Question

Express the rate of the reaction $$ 2 \mathrm{~N}_{2} \mathrm{H}_{4}(l)+\mathrm{N}_{2} \mathrm{O}_{4}(l) \longrightarrow 3 \mathrm{~N}_{2}(g)+4 \mathrm{H}_{2} \mathrm{O}(g) $$ in terms of (a) \(\Delta\left[\mathrm{N}_{2} \mathrm{O}_{4}\right]\) (b) \(\Delta\left[\mathrm{N}_{2}\right]\)

Short answer

Question: Express the rate of the given reaction in terms of the change in concentrations of N2O4 and N2. Answer: (a) $$\frac{\Delta\left[\mathrm{N}_{2} \mathrm{O}_{4}\right]}{\Delta t} = -\frac{1}{2} \cdot \frac{\Delta\left[\mathrm{N}_{2}\mathrm{H}_{4}\right]}{\Delta t}$$, (b) $$\frac{\Delta\left[\mathrm{N}_{2}\right]}{\Delta t} = \frac{3}{1} \cdot \frac{\Delta\left[\mathrm{N}_{2}\mathrm{O}_{4}\right]}{\Delta t}$$.

Step-by-step solution

A. Rate law expression for N2O4

To express the rate of reaction in terms of $$\Delta\left[\mathrm{N}_{2} \mathrm{O}_{4}\right]$$, we will first write the general rate law for this reaction: Rate = k[2N2H4][N2O4] Now let's focus on the N2O4 species. Since it is a reactant, the rate expression for it will have a negative sign (because its concentration decreases during the reaction). Also, we need to consider the stoichiometry of the reaction, which states that one mole of N2O4 reacts with two moles of N2H4. So, for every mole of N2O4 that reacts, two moles of N2H4 are consumed. Therefore, the rate expression for N2O4 is: $$\frac{\Delta\left[\mathrm{N}_{2} \mathrm{O}_{4}\right]}{\Delta t} = -\frac{1}{2} \cdot \frac{\Delta\left[\mathrm{N}_{2}\mathrm{H}_{4}\right]}{\Delta t}$$.

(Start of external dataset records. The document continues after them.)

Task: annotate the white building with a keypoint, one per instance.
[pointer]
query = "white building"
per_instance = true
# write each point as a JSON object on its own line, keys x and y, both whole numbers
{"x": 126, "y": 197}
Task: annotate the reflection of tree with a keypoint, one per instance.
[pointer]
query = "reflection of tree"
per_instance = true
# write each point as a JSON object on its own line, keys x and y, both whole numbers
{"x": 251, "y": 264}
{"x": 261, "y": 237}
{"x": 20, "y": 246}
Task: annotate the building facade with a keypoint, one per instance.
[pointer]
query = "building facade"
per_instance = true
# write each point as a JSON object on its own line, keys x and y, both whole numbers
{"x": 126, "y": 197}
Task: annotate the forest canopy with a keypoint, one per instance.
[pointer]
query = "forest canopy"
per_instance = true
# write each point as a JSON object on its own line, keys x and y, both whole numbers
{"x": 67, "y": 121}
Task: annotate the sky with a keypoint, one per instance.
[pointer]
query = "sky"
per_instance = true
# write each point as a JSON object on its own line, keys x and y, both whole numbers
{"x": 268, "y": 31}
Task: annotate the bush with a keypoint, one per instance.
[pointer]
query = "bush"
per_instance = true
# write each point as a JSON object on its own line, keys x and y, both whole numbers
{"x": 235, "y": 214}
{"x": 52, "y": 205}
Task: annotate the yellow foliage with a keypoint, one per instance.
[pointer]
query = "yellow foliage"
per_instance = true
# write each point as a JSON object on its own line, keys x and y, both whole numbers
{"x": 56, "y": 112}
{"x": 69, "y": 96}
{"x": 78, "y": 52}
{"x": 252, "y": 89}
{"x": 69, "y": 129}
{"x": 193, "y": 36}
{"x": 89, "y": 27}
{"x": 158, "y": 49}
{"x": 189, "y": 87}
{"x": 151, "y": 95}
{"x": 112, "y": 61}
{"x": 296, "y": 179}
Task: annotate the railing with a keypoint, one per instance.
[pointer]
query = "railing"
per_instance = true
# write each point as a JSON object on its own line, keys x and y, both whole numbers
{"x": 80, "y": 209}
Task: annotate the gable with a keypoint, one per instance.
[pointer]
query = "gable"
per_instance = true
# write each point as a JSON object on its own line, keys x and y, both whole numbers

B. Rate law expression for N2

Now let's express the rate of reaction in terms of $$\Delta\left[\mathrm{N}_{2}\right]$$. Since N2 is a product, the rate expression for it will have a positive sign (because its concentration increases during the reaction). Again, we need to consider the stoichiometry of the reaction, which states that three moles of N2 are produced for each mole of N2O4 reacting. So: $$\frac{\Delta\left[\mathrm{N}_{2}\right]}{\Delta t} = \frac{3}{1} \cdot \frac{\Delta\left[\mathrm{N}_{2}\mathrm{O}_{4}\right]}{\Delta t}$$. Now we have the rate expressions connected to the change in concentrations of both, N2O4 and N2, as asked in the exercise: (a) $$\frac{\Delta\left[\mathrm{N}_{2} \mathrm{O}_{4}\right]}{\Delta t} = -\frac{1}{2} \cdot \frac{\Delta\left[\mathrm{N}_{2}\mathrm{H}_{4}\right]}{\Delta t}$$ (b) $$\frac{\Delta\left[\mathrm{N}_{2}\right]}{\Delta t} = \frac{3}{1} \cdot \frac{\Delta\left[\mathrm{N}_{2}\mathrm{O}_{4}\right]}{\Delta t}$$.